In a further dramatic sign of recession, the government reported yesterday that housing starts, choked off by soaring mortgage rates, fell 21.8 percent in March, the most they have dropped in any month in 20 years.

The housing report came as several of the nation's largest banks, reacting to a recent falloff in demand for loans, reduced the prime lending rates charged major corporations to 19 3/4 percent from the record 20 percent.

That was regarded by analysts as another indication that interest rates have finally peaked, and will probably edge down slowly over the next few weeks.

In other recessionary news, General Motors Corp. announced it will lay off another 12,000 employes at seven assembly plants across the nation over the next few weeks as part of an industry-wide effort to stave off losses.

Meanwhile, President Carter met with a group of housing industry leaders in preparation for possible announcement today of new government actions to ease the burden of high interest rates on construction.

The White House is expected to liberalize the "Section 235" home-ownership assistance program to include middle-income buyers purchasing houses costing up to $60,000. The measure is being regarded as a token step.

The sharp March drop in housing starts was another in a series of recent statistics indicating that the long-predicted recession finally has arrived.
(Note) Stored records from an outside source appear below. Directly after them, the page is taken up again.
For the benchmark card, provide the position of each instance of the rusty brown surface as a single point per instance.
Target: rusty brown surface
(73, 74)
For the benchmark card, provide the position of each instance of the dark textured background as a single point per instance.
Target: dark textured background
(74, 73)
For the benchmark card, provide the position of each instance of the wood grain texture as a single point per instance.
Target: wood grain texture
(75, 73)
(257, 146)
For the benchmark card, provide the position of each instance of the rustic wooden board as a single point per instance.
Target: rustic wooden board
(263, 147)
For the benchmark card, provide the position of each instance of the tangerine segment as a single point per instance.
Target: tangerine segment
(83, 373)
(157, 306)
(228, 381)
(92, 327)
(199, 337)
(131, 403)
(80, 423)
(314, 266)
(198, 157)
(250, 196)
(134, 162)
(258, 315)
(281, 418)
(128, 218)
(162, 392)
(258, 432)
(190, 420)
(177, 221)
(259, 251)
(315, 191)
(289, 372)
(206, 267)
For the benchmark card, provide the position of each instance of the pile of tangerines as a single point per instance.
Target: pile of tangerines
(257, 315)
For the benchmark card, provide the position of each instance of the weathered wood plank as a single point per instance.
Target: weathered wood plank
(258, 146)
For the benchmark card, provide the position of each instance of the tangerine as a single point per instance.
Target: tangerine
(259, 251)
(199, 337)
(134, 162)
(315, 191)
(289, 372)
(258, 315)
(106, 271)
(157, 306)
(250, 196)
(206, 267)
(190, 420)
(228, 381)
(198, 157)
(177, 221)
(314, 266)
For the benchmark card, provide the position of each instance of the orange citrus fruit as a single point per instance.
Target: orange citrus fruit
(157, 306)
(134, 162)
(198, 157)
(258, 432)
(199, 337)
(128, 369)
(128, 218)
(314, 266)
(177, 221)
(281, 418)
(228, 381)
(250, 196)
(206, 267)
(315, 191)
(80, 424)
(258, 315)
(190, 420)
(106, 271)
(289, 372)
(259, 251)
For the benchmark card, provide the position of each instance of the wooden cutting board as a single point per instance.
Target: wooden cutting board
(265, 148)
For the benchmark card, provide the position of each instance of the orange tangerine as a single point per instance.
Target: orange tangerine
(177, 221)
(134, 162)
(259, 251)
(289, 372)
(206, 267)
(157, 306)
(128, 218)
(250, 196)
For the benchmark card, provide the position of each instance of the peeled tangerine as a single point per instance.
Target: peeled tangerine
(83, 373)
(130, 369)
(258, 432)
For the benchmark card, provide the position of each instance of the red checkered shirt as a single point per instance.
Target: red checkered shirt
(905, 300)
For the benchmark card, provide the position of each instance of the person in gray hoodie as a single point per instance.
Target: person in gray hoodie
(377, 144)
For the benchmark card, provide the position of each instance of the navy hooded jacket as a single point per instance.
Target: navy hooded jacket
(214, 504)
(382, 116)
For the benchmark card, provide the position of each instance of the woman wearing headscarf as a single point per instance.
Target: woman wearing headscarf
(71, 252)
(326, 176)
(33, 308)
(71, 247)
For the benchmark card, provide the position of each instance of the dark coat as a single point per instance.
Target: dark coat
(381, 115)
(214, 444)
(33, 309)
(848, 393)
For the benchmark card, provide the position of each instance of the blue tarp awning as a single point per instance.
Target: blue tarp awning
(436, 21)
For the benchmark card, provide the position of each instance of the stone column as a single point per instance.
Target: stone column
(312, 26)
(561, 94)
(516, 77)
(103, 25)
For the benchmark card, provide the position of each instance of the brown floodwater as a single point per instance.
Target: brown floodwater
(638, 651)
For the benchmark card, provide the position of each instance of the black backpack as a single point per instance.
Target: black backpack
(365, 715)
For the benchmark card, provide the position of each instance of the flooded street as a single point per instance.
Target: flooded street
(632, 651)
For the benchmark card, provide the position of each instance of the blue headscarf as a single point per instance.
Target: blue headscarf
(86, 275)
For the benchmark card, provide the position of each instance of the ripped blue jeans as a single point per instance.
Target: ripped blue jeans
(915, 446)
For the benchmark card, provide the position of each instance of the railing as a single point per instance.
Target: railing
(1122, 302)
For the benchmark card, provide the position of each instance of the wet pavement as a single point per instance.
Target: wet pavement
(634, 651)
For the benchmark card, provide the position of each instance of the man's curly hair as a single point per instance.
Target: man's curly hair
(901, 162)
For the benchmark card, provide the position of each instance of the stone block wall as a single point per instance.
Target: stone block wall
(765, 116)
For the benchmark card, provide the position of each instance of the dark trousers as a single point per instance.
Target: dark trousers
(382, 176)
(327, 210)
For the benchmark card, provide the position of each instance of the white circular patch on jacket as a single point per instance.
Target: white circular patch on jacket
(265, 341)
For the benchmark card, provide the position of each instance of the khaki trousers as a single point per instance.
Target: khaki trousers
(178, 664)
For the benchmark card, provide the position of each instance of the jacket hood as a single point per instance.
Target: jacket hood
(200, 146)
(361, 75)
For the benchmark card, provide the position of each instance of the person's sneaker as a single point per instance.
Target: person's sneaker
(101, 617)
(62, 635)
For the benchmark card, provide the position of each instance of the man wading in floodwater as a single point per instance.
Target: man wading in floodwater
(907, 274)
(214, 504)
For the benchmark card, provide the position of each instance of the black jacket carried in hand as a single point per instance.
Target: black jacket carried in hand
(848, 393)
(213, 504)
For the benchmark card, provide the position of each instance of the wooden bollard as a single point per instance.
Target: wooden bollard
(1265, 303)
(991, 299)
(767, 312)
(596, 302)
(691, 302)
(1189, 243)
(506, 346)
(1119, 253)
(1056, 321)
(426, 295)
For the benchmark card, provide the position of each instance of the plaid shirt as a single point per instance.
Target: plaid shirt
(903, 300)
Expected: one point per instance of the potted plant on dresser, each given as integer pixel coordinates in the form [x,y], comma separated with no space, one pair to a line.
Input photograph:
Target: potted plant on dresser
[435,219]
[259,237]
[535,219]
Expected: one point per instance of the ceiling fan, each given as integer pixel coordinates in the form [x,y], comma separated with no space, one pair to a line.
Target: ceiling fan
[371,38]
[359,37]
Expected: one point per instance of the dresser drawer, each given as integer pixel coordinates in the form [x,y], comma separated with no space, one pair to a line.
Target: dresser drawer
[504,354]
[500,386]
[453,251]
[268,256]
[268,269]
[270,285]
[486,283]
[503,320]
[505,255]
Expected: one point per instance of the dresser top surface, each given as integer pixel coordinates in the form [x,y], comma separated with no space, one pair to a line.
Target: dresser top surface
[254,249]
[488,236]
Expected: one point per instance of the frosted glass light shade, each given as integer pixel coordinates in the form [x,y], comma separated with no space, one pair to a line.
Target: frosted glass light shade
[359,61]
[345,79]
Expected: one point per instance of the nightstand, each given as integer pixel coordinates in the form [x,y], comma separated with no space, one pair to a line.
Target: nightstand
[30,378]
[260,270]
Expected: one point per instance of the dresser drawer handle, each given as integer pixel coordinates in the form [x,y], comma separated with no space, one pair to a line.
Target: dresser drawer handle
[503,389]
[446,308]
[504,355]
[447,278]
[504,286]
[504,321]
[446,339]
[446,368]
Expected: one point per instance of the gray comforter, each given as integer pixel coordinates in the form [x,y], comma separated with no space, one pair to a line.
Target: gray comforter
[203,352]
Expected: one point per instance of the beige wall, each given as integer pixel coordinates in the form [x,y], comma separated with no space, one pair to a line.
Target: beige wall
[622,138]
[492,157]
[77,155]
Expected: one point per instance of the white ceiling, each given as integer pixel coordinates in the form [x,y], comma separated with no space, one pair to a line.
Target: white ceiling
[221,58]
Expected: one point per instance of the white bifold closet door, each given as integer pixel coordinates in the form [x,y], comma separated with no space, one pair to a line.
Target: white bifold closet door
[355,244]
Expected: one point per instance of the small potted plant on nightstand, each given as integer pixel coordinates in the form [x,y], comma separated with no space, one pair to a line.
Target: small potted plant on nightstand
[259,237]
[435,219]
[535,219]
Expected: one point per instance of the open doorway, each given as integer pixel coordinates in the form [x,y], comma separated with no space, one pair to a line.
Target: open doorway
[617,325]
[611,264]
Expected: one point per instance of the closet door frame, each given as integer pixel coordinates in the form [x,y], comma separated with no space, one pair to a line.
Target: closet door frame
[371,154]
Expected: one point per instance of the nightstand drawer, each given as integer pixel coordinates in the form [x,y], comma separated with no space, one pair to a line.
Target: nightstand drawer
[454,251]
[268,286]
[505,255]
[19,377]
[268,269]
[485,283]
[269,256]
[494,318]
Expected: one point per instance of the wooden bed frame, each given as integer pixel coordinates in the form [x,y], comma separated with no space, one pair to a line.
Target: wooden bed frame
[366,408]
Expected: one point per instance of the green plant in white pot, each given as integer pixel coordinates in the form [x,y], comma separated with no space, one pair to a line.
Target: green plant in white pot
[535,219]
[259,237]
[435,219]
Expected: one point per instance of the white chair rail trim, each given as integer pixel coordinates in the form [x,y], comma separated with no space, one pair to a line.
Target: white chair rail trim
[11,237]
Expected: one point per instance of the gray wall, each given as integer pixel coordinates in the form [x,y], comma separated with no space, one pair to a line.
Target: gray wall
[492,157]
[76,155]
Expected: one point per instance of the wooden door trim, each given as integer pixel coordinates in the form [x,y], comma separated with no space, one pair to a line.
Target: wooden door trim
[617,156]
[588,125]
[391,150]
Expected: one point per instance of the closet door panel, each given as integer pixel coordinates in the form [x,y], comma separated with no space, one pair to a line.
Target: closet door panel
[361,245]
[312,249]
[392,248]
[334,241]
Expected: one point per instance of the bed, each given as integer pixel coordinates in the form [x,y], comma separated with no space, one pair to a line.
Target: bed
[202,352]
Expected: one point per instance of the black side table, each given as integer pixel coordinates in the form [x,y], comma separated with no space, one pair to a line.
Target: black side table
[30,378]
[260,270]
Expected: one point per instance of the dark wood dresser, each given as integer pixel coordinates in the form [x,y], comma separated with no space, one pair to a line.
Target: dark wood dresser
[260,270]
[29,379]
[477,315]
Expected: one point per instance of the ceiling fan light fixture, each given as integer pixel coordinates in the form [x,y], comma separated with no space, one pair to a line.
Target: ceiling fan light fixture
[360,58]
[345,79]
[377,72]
The slump was averted last year because consumers kept on spending.

The Federal Reserve Board has been pushing up interest rates for months to combat inflation. In March, with inflation still running almost unchecked at 18 to 20 percent, Carter ordered further credit restrictions, and proposed new spending cuts as well to balance the budget.

If the administration now acts to alleviate the burdens on the housing industry, it will be acting partly counter to these measures. Officials describe the contemplated actions as intended to "even out" the effect of tight money and high interest rates.

News of the weakening economy, and the prospect that the slump might help slow inflation, sent the bond market into a major rally yesterday. It was the near-collapse of the bond market in February that made Carter shift policy then.

However, yesterday's drop in the prime rate pushed the dollar down sharply on the foreign exchange markets, as traders rushed to beat a slide some believe will result as interest rates here move closer to those overseas.

Treasury Secretary G. William Miller told Congress it was premature to say the bond market had regained its former strength, but he said "the healing process is under way," and predicted the markets soon would be restored.

The layoffs by General Motors were the latest in a series of plant-closings and cutbacks by the Big Three automakers, whose sales have been slumping as Americans rush to buy smaller -- often foreign-produced -- cars.

One Tuesday, Ford Motor Co. announced it would lay off some 15,000 employes and close its entire Mahwah, N.J., plant. Union leaders say more than 250,000 auto workers are on temporary or indefinite layoff.

Yesterday, United Auto Workers union president Douglas A. Fraser said the UAW will send 800 local officers to Washington May 8 for a day of lobbying in behalf of new restrictions on auto imports.

Charging that American autoworkers are in "a depression," Fraser urged Carter to require that Japanese automakers establish more U.S. plants if they want to continue to sell large numbers of cars here.

Meanwhile, in yet another indication of the worsening slump, the Federal Reserve Board reported that the nation's factories operated at only 83 percent of capacity in March, the lowest level in two years.

The Commerce Department said housing starts nationwide plunged to an annual rate of 1.041 million units, 42.2 percent below a year ago and the lowest since March 1975, near the end of the 1974-75 recession.

The number of new building permits taken out in March also plummeted, indicating the housing slump most likely will worsen.

Permits fell 21.2 percent in February to a level 35.1 percent below a year ago. Starts of single-family homes fell 23.2 percent in March to an annual rate of 606,000, down 52.5 percent from a year ago.

Analysts were divided over how much further the housing industry would slump before the downturn ended.

William A. Cox, the Commerce Department's deputy chief economist, said yesterday he thought "the bulk of the decline" had passed.

However, Michael Sumichrast, economist for the National Association of Home Builders, predicted starts ultimately could plunge to an annual rate of 800,000 units, marking the worst slump since World War II. He said the March figures reflect only a portion "of what's going in the field," where he said soaring interest rates have brought home sales almost to a halt.

However, Sharon Skeiber, economist for the Federal Home-Loan Mortgage Corp., said some of the plunge stemmed from efforts by builders to bring their inventories into line with sales levels.

Yesterday's reduction in the prime rate began with Chase Manhattan Bank and quickly spread to medium-sized and large banks in Pittsburgh and several other cities. The prime is the rate charged to the most credit-worthy firms.